Mehr als Meer: Schweißherausforderung bei Schiffsantrieben

Gewinner der Fronius Welding Challenge: Duplexstahl besteht aus einem zweiphasigen Gefüge. Hierfür wird Stahl mit Ferritbildnern (wie etwa Chrom, Titan oder Aluminium) mit Stahl mit Austenitbildnern (wie zum Beispiel Nickel oder Mangan) legiert. Das Verhältnis wird dabei so abgestimmt, dass es bei Abkühlung auf Raumtemperatur ausgewogen bleibt. Dadurch hat das Material eine höhere Festigkeit als herkömmliche Chrom-Nickel Stähle, eine hohe Dehn- und Verformbarkeit und ist sehr beständig gegen Korrosion.
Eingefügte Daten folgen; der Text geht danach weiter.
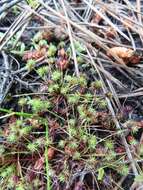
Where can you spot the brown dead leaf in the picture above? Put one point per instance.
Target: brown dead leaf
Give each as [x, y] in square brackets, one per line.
[121, 52]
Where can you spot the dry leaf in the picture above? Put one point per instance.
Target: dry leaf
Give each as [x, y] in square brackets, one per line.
[121, 52]
[36, 54]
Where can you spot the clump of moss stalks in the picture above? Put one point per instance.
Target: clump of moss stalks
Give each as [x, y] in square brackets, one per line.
[69, 119]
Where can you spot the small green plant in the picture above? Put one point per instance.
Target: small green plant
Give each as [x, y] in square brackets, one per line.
[30, 64]
[43, 71]
[52, 50]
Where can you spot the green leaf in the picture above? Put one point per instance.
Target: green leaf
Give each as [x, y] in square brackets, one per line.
[139, 178]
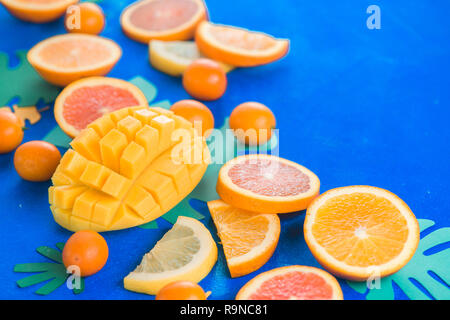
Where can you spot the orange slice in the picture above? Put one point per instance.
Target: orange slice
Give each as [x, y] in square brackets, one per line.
[239, 47]
[359, 232]
[88, 99]
[65, 58]
[267, 184]
[249, 239]
[162, 19]
[292, 283]
[38, 11]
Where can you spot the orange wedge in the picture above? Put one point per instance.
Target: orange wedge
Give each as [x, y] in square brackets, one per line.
[248, 239]
[167, 20]
[360, 232]
[267, 184]
[65, 58]
[292, 283]
[86, 100]
[239, 47]
[38, 11]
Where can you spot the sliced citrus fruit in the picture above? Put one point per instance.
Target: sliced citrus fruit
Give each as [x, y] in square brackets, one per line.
[127, 168]
[292, 283]
[38, 11]
[86, 100]
[239, 47]
[162, 19]
[186, 252]
[267, 184]
[359, 232]
[248, 238]
[65, 58]
[173, 57]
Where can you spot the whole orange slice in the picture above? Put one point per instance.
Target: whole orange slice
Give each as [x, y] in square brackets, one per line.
[239, 47]
[88, 99]
[65, 58]
[162, 19]
[359, 232]
[267, 184]
[249, 239]
[292, 283]
[38, 11]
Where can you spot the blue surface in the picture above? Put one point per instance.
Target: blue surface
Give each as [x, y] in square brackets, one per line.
[356, 106]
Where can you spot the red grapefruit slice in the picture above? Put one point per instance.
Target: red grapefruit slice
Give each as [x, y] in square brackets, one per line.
[87, 99]
[267, 184]
[292, 283]
[162, 19]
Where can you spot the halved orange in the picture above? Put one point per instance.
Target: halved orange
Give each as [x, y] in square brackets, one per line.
[38, 11]
[167, 20]
[65, 58]
[237, 46]
[359, 232]
[292, 283]
[86, 100]
[248, 239]
[267, 184]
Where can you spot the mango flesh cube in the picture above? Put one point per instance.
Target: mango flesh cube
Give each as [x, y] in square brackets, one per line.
[121, 173]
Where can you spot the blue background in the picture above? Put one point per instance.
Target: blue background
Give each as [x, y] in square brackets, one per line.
[356, 106]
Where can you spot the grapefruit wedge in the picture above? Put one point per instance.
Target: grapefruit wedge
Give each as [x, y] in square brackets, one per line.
[267, 184]
[38, 11]
[162, 19]
[359, 232]
[292, 283]
[65, 58]
[88, 99]
[239, 47]
[249, 239]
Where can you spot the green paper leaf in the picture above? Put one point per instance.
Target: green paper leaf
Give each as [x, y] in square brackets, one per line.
[24, 82]
[57, 137]
[418, 268]
[146, 87]
[182, 209]
[165, 104]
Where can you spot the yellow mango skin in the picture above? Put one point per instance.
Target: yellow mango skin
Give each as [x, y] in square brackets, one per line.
[122, 172]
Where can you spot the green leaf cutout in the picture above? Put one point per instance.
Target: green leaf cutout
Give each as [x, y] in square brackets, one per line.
[418, 268]
[24, 82]
[54, 271]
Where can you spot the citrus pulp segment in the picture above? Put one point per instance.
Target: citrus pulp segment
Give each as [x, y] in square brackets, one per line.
[173, 57]
[186, 252]
[358, 232]
[162, 19]
[267, 184]
[85, 100]
[38, 11]
[239, 47]
[292, 283]
[65, 58]
[125, 169]
[249, 239]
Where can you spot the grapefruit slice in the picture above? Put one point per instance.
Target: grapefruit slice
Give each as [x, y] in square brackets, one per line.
[162, 19]
[239, 47]
[38, 11]
[186, 252]
[267, 184]
[65, 58]
[249, 239]
[173, 57]
[292, 283]
[88, 99]
[359, 232]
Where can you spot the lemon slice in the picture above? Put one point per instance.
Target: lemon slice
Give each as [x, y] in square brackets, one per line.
[185, 252]
[173, 57]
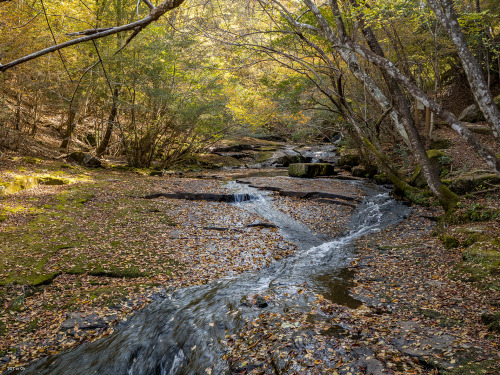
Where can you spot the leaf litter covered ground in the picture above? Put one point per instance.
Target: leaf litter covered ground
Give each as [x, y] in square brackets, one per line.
[98, 251]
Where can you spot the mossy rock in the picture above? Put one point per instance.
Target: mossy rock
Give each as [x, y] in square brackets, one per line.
[309, 170]
[31, 160]
[349, 160]
[438, 160]
[49, 180]
[469, 183]
[85, 159]
[450, 242]
[17, 184]
[492, 321]
[484, 255]
[368, 171]
[440, 144]
[382, 179]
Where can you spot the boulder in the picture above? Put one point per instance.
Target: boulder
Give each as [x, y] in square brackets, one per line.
[438, 160]
[285, 157]
[471, 114]
[440, 144]
[348, 161]
[469, 183]
[85, 159]
[159, 173]
[368, 171]
[310, 169]
[84, 321]
[382, 179]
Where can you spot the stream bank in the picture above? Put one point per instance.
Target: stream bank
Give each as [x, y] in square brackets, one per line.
[352, 349]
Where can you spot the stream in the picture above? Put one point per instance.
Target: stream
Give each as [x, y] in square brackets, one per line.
[180, 332]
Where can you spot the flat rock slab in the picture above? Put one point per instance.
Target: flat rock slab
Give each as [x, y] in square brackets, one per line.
[306, 189]
[210, 197]
[84, 321]
[309, 170]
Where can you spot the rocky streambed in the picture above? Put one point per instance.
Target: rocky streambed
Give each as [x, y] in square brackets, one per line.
[365, 291]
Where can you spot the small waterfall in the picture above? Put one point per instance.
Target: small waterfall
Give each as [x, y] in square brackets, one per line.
[182, 334]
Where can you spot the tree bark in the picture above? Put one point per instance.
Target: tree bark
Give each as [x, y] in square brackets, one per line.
[446, 15]
[70, 126]
[447, 199]
[103, 146]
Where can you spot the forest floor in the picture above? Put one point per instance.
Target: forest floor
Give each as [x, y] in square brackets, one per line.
[77, 258]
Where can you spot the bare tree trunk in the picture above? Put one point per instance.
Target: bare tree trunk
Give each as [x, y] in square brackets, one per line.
[35, 115]
[17, 125]
[70, 126]
[445, 13]
[103, 146]
[447, 199]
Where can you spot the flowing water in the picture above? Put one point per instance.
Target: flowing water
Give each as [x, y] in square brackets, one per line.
[181, 333]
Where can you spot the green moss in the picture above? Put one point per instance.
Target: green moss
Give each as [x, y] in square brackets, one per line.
[450, 242]
[475, 368]
[447, 199]
[48, 180]
[31, 160]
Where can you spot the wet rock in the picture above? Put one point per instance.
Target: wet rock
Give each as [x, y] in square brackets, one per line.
[440, 144]
[284, 157]
[262, 225]
[260, 302]
[233, 149]
[492, 321]
[309, 170]
[348, 161]
[221, 229]
[469, 183]
[368, 171]
[230, 198]
[382, 179]
[83, 321]
[85, 159]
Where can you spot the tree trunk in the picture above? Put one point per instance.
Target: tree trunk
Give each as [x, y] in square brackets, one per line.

Duplexstahl eignet sich deshalb besonders für die Chemieindustrie, aber auch für Anwendungen, bei denen Meerwasser eine Rolle spielt. Letzteres ist bei den Produkten von Hamilton Jet Global der Fall. Das Unternehmen mit Hauptsitz im neuseeländischen Christchurch ist seit mehr als 35 Jahren auf Antriebe für Schiffe und zugehörige Kontrollsysteme spezialisiert. Die Wasserstrahlantriebe fertigt Hamilton Jet in Neuseeland, ein Händlernetz vertreibt sie an Kunden in aller Welt. Zum Einsatz kommen die Produkte unter anderem in Feuerwehr- und Rettungsschiffen, Schnellfähren und Fischereischiffen, aber auch in Freizeitbooten.

 

Hamilton Jet verwendet Duplexstahl in der Fertigung von Verschleißringen für marine Wasserstrahlantriebe. Der Verschleißring schützt das Aluminium-Laufrad vor Abrieb durch die Rotation und durch angesaugte Schmutzpartikel. Neue Konstruktionen erfordern, dass diese Komponente geschweißt wird. Obwohl Hamilton Erfahrung mit Plasmaschweißen von dickem Material hat, stellt sich das Schweißen von nur eineinhalb Millimetern Duplexstahl als echte Herausforderung dar. Hamilton hat klare Anforderungen an die Qualität: Die Schweißverbindungen dürfen keine Randkerben aufweisen, der Verzug darf nur minimal sein und das Fügeverfahren darf die Korrosionsbeständigkeit des Werkstoffs nicht negativ beeinflussen.

 

Als leitender Anlagen- und Verfahrenstechniker ist Gary Martin dafür verantwortlich, dass alle nötigen Einrichtungen, Anlagen und Prozesse für die Einführung eines Produkts bereit sind. Damit obliegt es seiner Verantwortung, dass der Duplexstahl in der notwendigen Qualität geschweißt und die Herausforderung gemeistert wird. Als einer der Gewinner des Welding Challenge Contests hat er dafür Fronius an seiner Seite.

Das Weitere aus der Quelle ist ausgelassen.